Patent Case Summaries March 31, 2021

Patent Case Summaries | Week Ending March 26, 2021

A weekly summary of the precedential patent-related opinions issued by the Court of Appeals for the Federal Circuit and the opinions designated precedential or informative by the Patent Trial and Appeal Board.

In Re: Board of Trustees of the Leland Stanford Junior University, No. 2020-1288 (Fed. Cir. (PTAB) Mar. 25, 2021). Opinion by Reyna, joined by Prost and Lourie.

An examiner rejected the claims in a patent application filed by Stanford because the claims involve ineligible subject matter under 35 U.S.C. § 101. The claims are directed to computerized statistical methods for determining haplotype phase. A haplotype phase acts as an indication of the parent from whom a gene has been inherited.
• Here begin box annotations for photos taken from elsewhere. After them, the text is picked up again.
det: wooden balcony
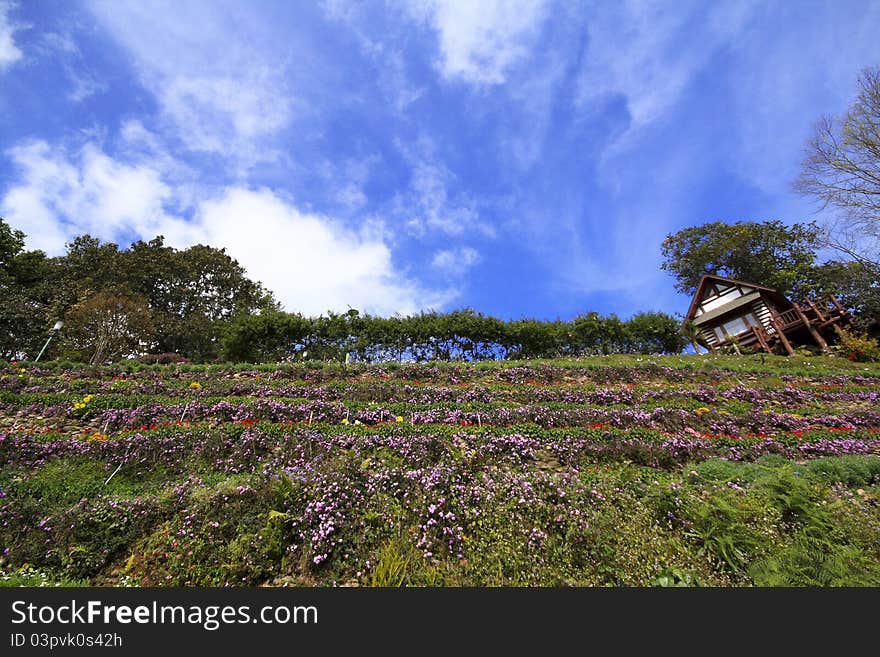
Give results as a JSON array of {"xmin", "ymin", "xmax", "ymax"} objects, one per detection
[{"xmin": 715, "ymin": 296, "xmax": 848, "ymax": 355}]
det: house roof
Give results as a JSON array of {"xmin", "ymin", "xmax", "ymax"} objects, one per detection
[
  {"xmin": 684, "ymin": 274, "xmax": 791, "ymax": 320},
  {"xmin": 694, "ymin": 290, "xmax": 761, "ymax": 326}
]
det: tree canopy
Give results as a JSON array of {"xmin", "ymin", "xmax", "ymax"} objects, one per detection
[
  {"xmin": 0, "ymin": 219, "xmax": 278, "ymax": 361},
  {"xmin": 794, "ymin": 68, "xmax": 880, "ymax": 276},
  {"xmin": 661, "ymin": 221, "xmax": 822, "ymax": 294}
]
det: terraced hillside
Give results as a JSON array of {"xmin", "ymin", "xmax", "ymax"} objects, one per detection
[{"xmin": 0, "ymin": 356, "xmax": 880, "ymax": 586}]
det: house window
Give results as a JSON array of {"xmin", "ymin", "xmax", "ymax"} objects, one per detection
[
  {"xmin": 724, "ymin": 317, "xmax": 749, "ymax": 335},
  {"xmin": 714, "ymin": 313, "xmax": 759, "ymax": 342}
]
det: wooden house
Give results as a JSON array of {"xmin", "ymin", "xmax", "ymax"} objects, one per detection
[{"xmin": 685, "ymin": 275, "xmax": 847, "ymax": 354}]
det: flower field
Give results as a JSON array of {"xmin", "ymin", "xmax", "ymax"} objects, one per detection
[{"xmin": 0, "ymin": 356, "xmax": 880, "ymax": 586}]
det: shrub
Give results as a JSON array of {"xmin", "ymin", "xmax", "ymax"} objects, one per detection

On review of the examiner’s rejection, the Patent Trial and Appeal Board affirmed. Applying the Supreme Court’s two-step Alice framework, the Board first determined that the claimed steps are directed to abstract ideas in the form of “mathematical concepts, i.e., mathematical relationship, formulas, equations, and calculations,” as well as “abstract mental processes.” Next, the Board determined that the claims did not recite an inventive concept that transformed the abstract ideas into patent-eligible subject matter. The claimed steps of receiving, storing, and extracting data were well known, routine, and conventional. Stanford appealed.
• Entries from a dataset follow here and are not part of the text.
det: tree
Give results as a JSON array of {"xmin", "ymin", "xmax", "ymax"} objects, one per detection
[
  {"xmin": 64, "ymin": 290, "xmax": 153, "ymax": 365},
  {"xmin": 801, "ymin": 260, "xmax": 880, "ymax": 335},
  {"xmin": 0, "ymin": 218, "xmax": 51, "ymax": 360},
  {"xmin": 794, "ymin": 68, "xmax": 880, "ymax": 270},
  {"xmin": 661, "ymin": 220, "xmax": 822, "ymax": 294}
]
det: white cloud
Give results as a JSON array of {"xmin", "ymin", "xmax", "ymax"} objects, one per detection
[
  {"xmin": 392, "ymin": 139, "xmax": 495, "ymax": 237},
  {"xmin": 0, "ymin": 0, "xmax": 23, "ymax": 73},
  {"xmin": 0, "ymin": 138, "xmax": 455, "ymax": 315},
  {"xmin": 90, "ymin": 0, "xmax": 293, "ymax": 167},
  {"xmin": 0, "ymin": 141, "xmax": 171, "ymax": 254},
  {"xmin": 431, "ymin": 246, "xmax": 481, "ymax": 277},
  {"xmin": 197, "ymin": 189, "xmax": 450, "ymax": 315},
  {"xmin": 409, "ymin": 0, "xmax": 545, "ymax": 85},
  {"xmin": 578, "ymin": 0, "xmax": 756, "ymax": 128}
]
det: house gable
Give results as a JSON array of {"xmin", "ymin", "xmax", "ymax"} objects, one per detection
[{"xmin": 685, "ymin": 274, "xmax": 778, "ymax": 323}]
The Federal Circuit affirmed. Under Alice step one, the Federal Circuit ruled that the claims are directed to the use of mathematical calculations and statistical modeling. The court noted that “courts have long held that mathematical algorithms for performing calculations, without more, are patent ineligible under § 101.” Here, the alleged improvement in computational accuracy claimed in the patent application “does not qualify as an improvement to a technological process; rather, it is merely an enhancement to the abstract mathematical calculation of haplotype phase itself.”

Under Alice step two, the Federal Circuit concluded that the claims were not transformed into patent-eligible subject matter. “We find no inventive concept that would warrant treating the use of the claimed algorithms and mathematical calculations as patent-eligible subject matter. Further, the recited steps of receiving, extracting, and storing data amount to well-known, routine, and conventional steps taken when executing a mathematical algorithm on a regular computer.”